Wanneer er een draadaanvoerunit met
CrossLinc™ zoals de LN-25X wordt gebruikt, wordt
het uitgangsvermogen op afstand geregeld bij de
CrossLinc™ binnen het volledige toegestane
spanningsbereik. De regelknop voor
uitgangsvermogen op de Flextec 350x CE stelt de
maximale stroomsterkte niet meer in.
Regelknop uitgangsvermogen
Wanneer Lokaal / Op afstand is ingesteld op
Lokaal, wordt met deze knop de lasstroomsterkte
ingesteld.
Wanneer Lokaal / Op afstand is ingesteld op Op
afstand en de schakelaar voor de lasklemmen
staat in de stand 'Aan', dan stelt deze knop de
maximale lasspanning in. De externe
potentiometer regelt de spanning van minimum tot
dit ingestelde maximum. Als de schakelaar voor de
lasklemmen in de stand 'Op afstand' staat, wordt
het uitgangsvermogen geregeld via de 14-polige
ingang.
Crosslinc™
CrossLinc is een nieuwe communicatietechnologie voor
lassystemen. Wanneer er een stroombron met
CrossLinc zoals de Flextec350x CE en een voor
CrossLinc geschikte draadaanvoerunit zoals de LN25x
worden gebruikt, kan de lasspanning op afstand
worden geregeld zonder een extra stuurkabel.

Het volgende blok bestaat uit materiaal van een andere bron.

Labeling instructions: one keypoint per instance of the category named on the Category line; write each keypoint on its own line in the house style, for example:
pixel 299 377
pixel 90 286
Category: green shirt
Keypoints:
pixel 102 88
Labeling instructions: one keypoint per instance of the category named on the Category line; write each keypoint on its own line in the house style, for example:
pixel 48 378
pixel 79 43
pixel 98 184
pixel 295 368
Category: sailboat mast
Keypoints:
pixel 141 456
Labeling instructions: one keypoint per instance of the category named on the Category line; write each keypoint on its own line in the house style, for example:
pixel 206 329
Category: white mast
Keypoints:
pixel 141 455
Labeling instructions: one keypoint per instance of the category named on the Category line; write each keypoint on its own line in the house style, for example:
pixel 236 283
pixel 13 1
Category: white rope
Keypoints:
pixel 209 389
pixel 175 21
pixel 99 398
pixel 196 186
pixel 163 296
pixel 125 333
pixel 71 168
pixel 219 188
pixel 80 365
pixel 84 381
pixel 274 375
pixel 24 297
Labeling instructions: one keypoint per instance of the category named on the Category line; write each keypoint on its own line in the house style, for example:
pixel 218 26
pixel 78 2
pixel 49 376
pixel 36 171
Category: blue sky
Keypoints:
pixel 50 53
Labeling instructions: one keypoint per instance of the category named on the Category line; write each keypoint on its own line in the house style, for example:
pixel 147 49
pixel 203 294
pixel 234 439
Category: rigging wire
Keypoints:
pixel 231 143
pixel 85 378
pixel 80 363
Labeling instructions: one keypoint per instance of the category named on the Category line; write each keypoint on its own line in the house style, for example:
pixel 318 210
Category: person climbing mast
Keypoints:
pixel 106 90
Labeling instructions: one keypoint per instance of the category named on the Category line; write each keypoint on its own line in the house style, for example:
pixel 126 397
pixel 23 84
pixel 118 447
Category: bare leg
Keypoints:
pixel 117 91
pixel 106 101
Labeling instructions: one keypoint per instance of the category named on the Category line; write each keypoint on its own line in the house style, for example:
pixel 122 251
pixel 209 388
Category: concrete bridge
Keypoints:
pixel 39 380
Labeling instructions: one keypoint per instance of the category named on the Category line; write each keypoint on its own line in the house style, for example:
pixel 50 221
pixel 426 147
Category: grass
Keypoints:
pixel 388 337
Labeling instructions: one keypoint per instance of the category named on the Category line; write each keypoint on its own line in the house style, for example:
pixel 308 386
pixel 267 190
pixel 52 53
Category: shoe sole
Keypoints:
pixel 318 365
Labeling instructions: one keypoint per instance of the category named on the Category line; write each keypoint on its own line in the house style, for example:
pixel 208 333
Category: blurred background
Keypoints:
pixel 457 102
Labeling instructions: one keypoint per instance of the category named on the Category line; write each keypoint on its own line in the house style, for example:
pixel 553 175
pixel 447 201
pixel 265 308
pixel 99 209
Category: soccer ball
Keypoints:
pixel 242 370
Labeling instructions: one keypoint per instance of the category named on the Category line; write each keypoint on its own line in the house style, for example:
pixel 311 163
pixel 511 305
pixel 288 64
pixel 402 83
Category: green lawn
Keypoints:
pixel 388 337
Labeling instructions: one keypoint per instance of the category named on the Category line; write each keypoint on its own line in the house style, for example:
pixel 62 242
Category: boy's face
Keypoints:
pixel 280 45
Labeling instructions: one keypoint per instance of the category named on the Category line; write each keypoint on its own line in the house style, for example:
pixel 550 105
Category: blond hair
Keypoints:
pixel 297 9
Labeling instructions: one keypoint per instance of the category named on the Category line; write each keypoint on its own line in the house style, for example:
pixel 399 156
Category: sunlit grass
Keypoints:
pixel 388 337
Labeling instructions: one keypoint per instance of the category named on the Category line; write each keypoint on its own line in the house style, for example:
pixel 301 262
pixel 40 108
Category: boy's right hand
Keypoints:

De digitale meters op de LN25x toont de ingestelde
waarden voor de draadaanvoersnelheid en -spanning
voorafgaand aan het lassen. Tijdens het lassen tonen
de meters de werkelijke stroomsterkte en spanning bij
de draadaanvoerunit. Na het lassen knipperen de
meters 10 seconden na het lassen met de laatste
stroomsterkte en spanning voor het lassen die
aanwezig waren tijdens het lassen . Als WFS of V wordt
aangepast in deze periode van 10 seconden, gaan de
meters terug naar de ingestelde waarde.
Wanneer er een LN25x voor CrossLinc geschikte
draadaanvoerunit is aangesloten op de Flextec
350x CE met een standaardlasvoedingskabel en
de LN25x-detectiekabel op het werkstuk is
bevestigd, dan gaat het CrossLinc-lampje
automatisch op zowel de Flextec350x CE als de
LN25x branden. De machine hoeft verder niet aan
de draadaanvoerunit te worden gekoppeld. Dit
lampje geeft aan dat de CrossLinc-verbinding
actief is en dat de spanning van de Flextec350x
CE bij de LN25x-draadaanvoerunit kan worden
geregeld.
De schakelaar voor Lasklemmen Aan / Op afstand
van de Flextec350x CE moeten worden ingesteld
op 'Aan'. Hierdoor worden de lasklemmen van
voeding voorzien voor een over-de-boog LN25x-
draadaanvoerunit.
De schakelaar Uitgangsvermogen Lokaal / Op
afstand op de Flextec350x CE moet worden
ingesteld op 'Op afstand' zodat het
uitgangsvermogen op afstand bij de met CrossLinc
uitgeruste draadaanvoerunit kan worden geregeld.